If you live in Indiana, Illinois, and Wisconsin, the Seventh Circuit’s view of the Brunner test applies to you.

(To learn more about discharging student loans in bankruptcy and the Brunner test, visit our Student Loans and Bankruptcy topic area.)

The Brunner Test

In most states, student loan borrowers must prove undue hardship by meeting all three prongs on the Brunner test. These three elements are:

Cannot maintain a minimal standard of living. If forced to repay the student loan, the borrower cannot maintain, based on current income and expenses, a minimal standard of living for his or her family. If you have federal student loans, the court will consider your eligibility for repayment plans —which are quite generous for low-income borrowers—in calculating the true cost of repayment. (For more information on federal loan repayment plan, see the articles in our Options for Repaying Student Loans topic area.)

Borrowers of private student loans do not qualify for the federal repayment programs, which means they have fewer repayment options and often have an easier time proving this element.

Situation will continue. This situation is likely to continue for most of the repayment period.

Good faith effort to repay. The borrower made a good faith effort to repay the loans. Again, for federal loan borrowers, the borrower’s use of available federal repayment plans is taken into account in assessing “good faith.” Private loan borrowers will have an easier time proving this element because they do not have access to generous repayment plans.

Recent Seventh Circuit Ruling on the Brunner Test

In a recent case, the Seventh Circuit Court of Appeals made it easier for some student loan debtors to meet the three elements of the Brunner test.

In that case, Krieger v. Educational Credit Management Corp., 713 F.3d 882 (7th Cir. 2013), the court considered whether a 53-year-old woman with a paralegal certificate could discharge $25,000 in student loans. Ms. Krieger lived in a rural area with her 75-year-old mother. Her only income was government assistance and she had applied for 200 jobs over ten years without success.
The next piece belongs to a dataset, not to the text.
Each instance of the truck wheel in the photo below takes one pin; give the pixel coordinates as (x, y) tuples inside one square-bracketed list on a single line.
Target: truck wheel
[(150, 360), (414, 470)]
The bankruptcy trial court found that Ms. Krieger had made a good faith effort to repay her loans, even though she had not applied for a federal repayment plan. Under such a repayment plan, her payments would have been zero and her loan discharged after 25 years.

New Thinking on Good Faith?

This case is notable because of the Seventh Circuit’s conclusion that a failure to use an available federal student loan repayment plan does not necessarily mean the debtor fails the good faith element of the Brunner test. In this particular case, the court found Ms. Krieger’s age and lack of success in the job market over a decade to be very important in demonstrating undue hardship.

What Does This Mean for You?

If you live in Indiana, Illinois, or Wisconsin and otherwise meet the elements of the Brunner test, you may be able to wipe out your student loans in bankruptcy even if you have not applied for one of the federal student loan repayment plans. Of course, meeting the other prongs of the test can still be very difficult. Consult with a competent local bankruptcy attorney for an evaluation of your chances.